Ustwo makes mobile software for the biggest companies in the world. How—and why —did it make the most beautiful game of the year?
The most popular app on the paid section of the iOS store—ahead of the sleep cycle monitors, photo editors and fast fitness programs—is Monument Valley, an indelibly beautiful puzzle game that I called, last week, a "head orgasm". In a few obvious ways, the game belongs among the great indie gaming success stories of the past five years. Like Braid and Limbo and Journey, it features an arresting and unique aesthetic, no explicit violence, and a thoughtful, nearly philosophical tone.
In another, fundamental, way, Monumental Valley isn't meaningfully "indie" at all: ustwogames, the 8-person studio behind the hit, is nested within ustwo, a 187-person digital product studio which counts among its clients Sony, Barclay's, Fujitsu, and JP Morgan and has offices in London, New York, and Malmo. Founded in 2004, ustwo is the kind of place where the founders—two British graphic designers—go by a joint nickname (Mills and Sinx), where the only office rule is that there must be a song playing (the choice of which is adjudicated by special voting software), and where a custom company intranet aggregates employees' Instagram feeds.
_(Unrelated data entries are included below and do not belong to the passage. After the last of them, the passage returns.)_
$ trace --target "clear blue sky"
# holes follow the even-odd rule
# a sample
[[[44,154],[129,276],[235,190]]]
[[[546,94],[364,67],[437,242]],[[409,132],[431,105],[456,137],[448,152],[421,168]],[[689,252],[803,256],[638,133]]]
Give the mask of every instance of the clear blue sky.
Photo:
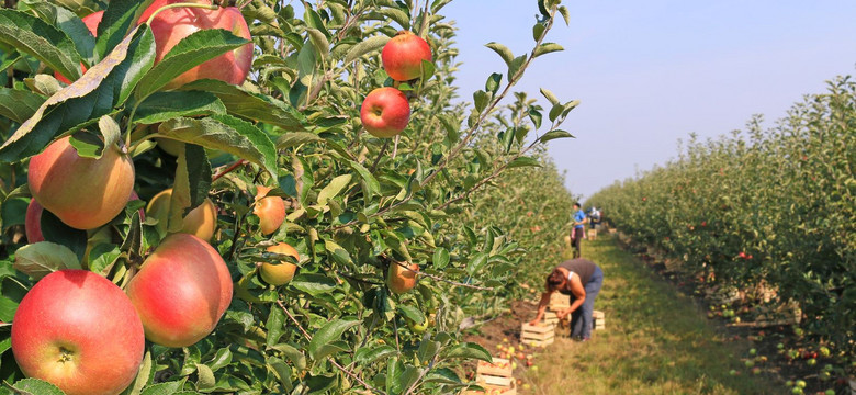
[[[571,25],[548,36],[565,50],[538,58],[515,87],[547,101],[579,99],[550,154],[566,185],[588,196],[637,170],[677,155],[690,133],[716,137],[766,125],[803,94],[851,75],[856,65],[856,0],[563,1]],[[457,21],[461,95],[483,89],[505,64],[484,44],[529,52],[534,0],[457,0],[441,13]]]

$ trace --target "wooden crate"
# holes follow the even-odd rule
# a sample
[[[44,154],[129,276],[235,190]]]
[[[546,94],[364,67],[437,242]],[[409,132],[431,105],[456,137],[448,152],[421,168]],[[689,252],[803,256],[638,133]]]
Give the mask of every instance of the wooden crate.
[[[555,326],[550,324],[523,324],[520,329],[520,341],[525,345],[544,347],[553,342]]]
[[[541,318],[541,323],[550,324],[550,325],[557,325],[559,324],[559,316],[555,315],[555,312],[544,312],[543,318]]]
[[[550,304],[547,306],[551,312],[559,312],[571,307],[571,296],[560,292],[550,294]]]
[[[594,320],[593,325],[595,330],[606,329],[606,316],[604,315],[604,312],[594,311],[592,313],[592,318]]]
[[[478,383],[477,381],[476,384],[485,391],[466,390],[462,392],[461,395],[517,395],[517,383],[515,383],[514,380],[511,381],[510,386],[491,385]]]
[[[478,361],[478,365],[475,368],[475,373],[510,377],[511,361],[503,358],[494,358],[494,363]]]

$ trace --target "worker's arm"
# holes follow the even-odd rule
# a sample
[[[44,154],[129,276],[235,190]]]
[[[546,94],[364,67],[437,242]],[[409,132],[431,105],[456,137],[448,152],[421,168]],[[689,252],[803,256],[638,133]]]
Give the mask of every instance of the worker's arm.
[[[541,300],[538,301],[538,314],[536,315],[536,319],[532,319],[529,325],[537,325],[541,320],[541,317],[544,316],[547,305],[550,303],[551,293],[552,292],[544,292],[541,294]]]
[[[559,319],[565,319],[571,313],[574,313],[579,306],[583,305],[583,302],[586,300],[586,289],[583,287],[583,282],[579,281],[579,275],[574,275],[571,278],[571,293],[574,294],[574,303],[571,304],[571,307],[568,307],[564,312],[559,312],[556,314],[556,317]]]

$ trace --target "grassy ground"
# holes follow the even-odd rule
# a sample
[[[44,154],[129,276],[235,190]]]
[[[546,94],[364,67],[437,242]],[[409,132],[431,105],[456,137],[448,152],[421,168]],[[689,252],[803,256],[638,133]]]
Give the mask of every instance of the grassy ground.
[[[604,270],[595,309],[606,330],[579,343],[556,338],[526,371],[523,394],[785,394],[741,360],[748,343],[729,341],[705,312],[635,257],[600,237],[583,256]],[[731,374],[731,370],[737,372]]]

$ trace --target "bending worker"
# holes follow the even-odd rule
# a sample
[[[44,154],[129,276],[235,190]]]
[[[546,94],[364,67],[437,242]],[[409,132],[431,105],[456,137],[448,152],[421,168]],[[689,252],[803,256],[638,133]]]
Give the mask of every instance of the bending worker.
[[[541,301],[538,302],[538,315],[529,323],[537,325],[544,316],[547,305],[550,304],[550,295],[559,291],[571,298],[571,307],[557,312],[560,320],[571,319],[571,337],[579,338],[583,341],[592,338],[592,327],[594,320],[592,315],[595,309],[595,297],[604,285],[604,271],[595,262],[577,258],[560,263],[550,275],[547,276],[544,284],[545,292],[541,294]]]

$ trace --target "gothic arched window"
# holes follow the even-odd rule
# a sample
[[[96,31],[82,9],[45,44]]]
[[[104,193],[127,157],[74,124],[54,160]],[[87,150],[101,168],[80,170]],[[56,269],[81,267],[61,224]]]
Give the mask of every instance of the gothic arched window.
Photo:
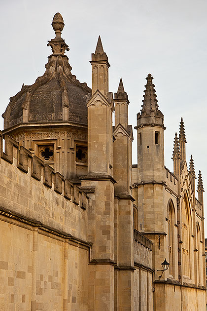
[[[198,281],[200,284],[202,283],[202,258],[201,256],[202,247],[201,245],[201,230],[199,224],[197,223],[196,226],[196,234],[197,234],[197,248],[198,250],[197,263],[198,263]]]
[[[173,235],[174,224],[174,209],[172,200],[169,204],[168,207],[168,250],[169,258],[169,272],[171,275],[173,275]]]
[[[189,204],[185,194],[182,201],[182,259],[183,274],[185,276],[191,277],[190,254],[190,232],[191,219],[189,215]]]
[[[138,231],[138,211],[136,206],[133,208],[134,229]]]

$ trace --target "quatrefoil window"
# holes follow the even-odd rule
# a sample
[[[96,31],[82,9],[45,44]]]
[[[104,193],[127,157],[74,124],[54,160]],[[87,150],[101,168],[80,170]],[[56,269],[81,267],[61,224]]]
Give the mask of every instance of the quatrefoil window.
[[[47,161],[53,156],[54,152],[50,149],[49,147],[46,147],[44,149],[43,151],[41,152],[41,156]]]

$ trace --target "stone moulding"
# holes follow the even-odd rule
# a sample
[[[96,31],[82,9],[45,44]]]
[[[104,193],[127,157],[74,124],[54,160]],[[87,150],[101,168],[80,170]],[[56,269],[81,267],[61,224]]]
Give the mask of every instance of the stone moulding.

The production conditions of most "indie" hits have mostly fallen into a few categories: acute privation, Kickstarter-funded subsistence, and for a very few, major corporate backing. Surely cultivation amidst a thriving, achingly hip digital product startup has not been among them.
But that's exactly the environment in which Monument Valley was born, and to which, according to the game's designer, Ken Wong, it owes much of its success.
"Being surrounded by so many non-gamers had a really good effect on the project," Wong told BuzzFeed. "We didn't want to make something that they wouldn't understand when it was all done."
To make sure of that, Wong and the game's executive producer, Dan Gray, regularly enlisted employees from throughout the London office to test Monument Valley. "We saw what made them smile and what made them frustrated," Wong said. "I don't know if many other teams of this size have the luxury to do that."
And unlike the testers at major game studios, the testers at ustwo weren't worked-to-the-bone game fanatics hoping to break into the industry. They were animators, graphic and user interface designers, and programmers, people with a broad cultural palette and a deep understanding of the way people use mobile devices.
Wong and Gray both say that the feedback they've received since the game's release—from adults who had never finished a game before Monument Valley to parents playing with their children—has been a testament to that inclusive testing process.
"We seem to have created a game that people want," says Gray.